5.5.1 Contrast of the R-squared-values

Just looking at the 2 R-squared-values of the data, there is a Multiple R-Squared Value of 0.3435 for the quadratic model and a value of 0.3215 for the linear model that takes into account log(MEDV). We know that R-Squared represents the fitness of the model to a particular set of data, thus we know that the quadratic model is more applicable for the data. That said, it only has a fitness of 0.02 more, so it’s clear that there’s no significant difference between having a linear or quadratic model.

6 Results and Conclusion

To actually run an SLR test, we made sure that our assumptions were cleared for our data.
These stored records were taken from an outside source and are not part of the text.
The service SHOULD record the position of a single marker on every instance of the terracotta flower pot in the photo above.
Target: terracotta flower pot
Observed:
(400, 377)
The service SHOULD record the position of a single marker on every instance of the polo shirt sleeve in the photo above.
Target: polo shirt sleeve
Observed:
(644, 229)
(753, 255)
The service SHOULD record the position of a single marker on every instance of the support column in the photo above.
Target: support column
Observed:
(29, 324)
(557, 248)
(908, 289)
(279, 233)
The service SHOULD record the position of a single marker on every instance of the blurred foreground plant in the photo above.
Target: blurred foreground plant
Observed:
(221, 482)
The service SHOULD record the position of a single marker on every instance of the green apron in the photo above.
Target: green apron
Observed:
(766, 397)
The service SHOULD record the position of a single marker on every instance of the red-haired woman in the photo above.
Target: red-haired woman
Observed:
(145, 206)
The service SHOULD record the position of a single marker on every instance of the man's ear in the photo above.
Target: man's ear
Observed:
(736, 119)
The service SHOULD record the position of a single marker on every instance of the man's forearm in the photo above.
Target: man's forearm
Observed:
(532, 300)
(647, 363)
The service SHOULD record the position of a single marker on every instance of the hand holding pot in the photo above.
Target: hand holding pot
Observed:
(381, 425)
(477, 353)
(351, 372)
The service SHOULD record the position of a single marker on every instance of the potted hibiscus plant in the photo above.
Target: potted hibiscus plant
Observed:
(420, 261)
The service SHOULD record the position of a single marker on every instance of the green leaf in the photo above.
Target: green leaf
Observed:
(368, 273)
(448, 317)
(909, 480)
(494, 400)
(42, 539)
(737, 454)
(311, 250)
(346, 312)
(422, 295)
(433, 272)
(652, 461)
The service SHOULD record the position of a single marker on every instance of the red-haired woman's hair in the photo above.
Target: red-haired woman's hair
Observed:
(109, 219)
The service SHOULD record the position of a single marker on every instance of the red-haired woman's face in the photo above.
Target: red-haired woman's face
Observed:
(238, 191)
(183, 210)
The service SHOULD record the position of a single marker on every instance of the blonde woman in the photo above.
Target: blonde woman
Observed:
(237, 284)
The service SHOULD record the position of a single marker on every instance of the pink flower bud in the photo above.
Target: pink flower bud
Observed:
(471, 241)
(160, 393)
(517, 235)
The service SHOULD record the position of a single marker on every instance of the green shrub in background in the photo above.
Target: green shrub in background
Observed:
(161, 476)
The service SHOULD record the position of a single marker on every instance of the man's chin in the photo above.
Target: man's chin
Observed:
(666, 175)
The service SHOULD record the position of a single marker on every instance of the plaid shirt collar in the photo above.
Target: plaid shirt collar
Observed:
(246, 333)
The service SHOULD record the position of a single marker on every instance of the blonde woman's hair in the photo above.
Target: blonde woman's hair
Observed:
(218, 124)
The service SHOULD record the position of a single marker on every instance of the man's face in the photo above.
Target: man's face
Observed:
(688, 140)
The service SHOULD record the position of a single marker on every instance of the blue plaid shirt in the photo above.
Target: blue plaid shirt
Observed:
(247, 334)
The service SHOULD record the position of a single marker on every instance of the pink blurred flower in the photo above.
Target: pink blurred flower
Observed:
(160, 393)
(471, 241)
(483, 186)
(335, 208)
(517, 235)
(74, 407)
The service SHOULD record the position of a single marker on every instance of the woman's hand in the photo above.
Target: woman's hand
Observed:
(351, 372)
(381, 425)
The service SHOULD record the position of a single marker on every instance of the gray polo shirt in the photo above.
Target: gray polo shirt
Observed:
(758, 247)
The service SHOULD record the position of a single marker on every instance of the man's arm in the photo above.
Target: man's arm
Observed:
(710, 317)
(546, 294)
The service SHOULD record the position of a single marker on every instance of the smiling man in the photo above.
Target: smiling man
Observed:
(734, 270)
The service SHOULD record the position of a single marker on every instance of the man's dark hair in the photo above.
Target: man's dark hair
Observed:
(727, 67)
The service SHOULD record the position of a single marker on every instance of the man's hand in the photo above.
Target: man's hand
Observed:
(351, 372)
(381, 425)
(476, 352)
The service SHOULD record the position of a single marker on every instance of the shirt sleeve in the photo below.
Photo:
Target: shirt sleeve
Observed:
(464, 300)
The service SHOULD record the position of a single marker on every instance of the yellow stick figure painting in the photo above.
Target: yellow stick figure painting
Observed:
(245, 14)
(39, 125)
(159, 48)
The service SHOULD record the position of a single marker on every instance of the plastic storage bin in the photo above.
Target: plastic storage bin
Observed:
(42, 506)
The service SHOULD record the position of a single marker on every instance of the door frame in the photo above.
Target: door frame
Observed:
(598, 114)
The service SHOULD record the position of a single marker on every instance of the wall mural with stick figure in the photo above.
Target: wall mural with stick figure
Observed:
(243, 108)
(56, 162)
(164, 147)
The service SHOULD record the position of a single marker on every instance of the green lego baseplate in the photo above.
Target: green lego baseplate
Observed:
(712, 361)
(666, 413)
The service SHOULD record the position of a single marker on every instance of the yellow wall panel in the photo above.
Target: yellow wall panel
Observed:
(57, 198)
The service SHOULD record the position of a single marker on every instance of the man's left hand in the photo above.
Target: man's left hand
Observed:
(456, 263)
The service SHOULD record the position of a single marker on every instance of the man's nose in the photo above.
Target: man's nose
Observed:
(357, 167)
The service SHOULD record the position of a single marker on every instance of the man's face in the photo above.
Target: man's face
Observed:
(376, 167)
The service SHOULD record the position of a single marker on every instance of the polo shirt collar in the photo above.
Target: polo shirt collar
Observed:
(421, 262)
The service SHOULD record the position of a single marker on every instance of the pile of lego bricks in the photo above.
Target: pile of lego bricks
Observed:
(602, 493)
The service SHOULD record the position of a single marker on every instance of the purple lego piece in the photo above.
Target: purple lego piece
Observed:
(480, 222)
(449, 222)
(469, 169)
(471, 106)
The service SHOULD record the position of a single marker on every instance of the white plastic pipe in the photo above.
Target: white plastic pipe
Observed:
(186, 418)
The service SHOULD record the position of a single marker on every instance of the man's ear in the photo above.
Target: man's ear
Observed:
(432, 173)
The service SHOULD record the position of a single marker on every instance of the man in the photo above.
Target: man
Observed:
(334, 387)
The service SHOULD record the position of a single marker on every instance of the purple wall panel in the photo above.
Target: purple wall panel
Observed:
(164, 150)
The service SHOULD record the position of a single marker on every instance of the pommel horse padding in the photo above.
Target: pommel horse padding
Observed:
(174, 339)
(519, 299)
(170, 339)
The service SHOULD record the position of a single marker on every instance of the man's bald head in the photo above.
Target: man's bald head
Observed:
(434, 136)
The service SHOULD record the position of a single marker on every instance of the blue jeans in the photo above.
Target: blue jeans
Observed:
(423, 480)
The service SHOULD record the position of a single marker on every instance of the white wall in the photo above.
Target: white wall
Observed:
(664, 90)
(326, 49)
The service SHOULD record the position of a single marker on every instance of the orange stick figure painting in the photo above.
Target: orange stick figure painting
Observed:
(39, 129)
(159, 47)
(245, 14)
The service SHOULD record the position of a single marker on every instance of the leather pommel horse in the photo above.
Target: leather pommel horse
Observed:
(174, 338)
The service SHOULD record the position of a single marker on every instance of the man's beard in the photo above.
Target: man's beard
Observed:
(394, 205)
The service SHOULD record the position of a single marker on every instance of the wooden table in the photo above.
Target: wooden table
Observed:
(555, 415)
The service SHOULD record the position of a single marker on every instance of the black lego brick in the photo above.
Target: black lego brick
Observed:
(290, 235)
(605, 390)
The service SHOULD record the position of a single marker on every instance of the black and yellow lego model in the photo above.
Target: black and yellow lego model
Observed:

We can clearly tell from our linear regression model summary and more importantly our confidence interval for beta 1, that there is a statistical relationship between MEDV and NX.We know this because 0 isn’t within the 95 percent confidence interval which means that if we had a statistically significant number of times, the beta 1 will be within the range 95 percent of the time. Though our R squared are low for our data, we know that there are several extraneous variables that are affecting the data to the extent that our outliers are heavily affeccting our R-Squared and creating large standard deviations. To clarify, we reject our null hypothesis and thus believe that there is a negative correlation between MEDV and NX.

6.1 Moving Forward

If I were to redo this, I would remove more outliers. I would also try to apply more models because clearly the R-squared was low throughout the entire analysis.

7 References

Mendenhall, William, and Terry Sincich. Statistics for Engineering and the Sciences. Prentice Hall.

Mullane, Joseph. “Ulez Charge on Homes Would Tackle Air Pollution and Rising NO2, Say Researchers.” Homebuilding & Renovating, Homebuilding, 22 Aug. 2023, www.homebuilding.co.uk/news/ULEZ-charge-on-homes.

Miłuch, Oktawia, and Katarzyna Kopczewska. “Fresh air in the city: The impact of air pollution on the pricing of Real Estate.” Environmental Science and Pollution Research, vol. 31, no. 5, 2 Jan. 2024, pp. 7604–7627, https://doi.org/10.1007/s11356-023-31668-1.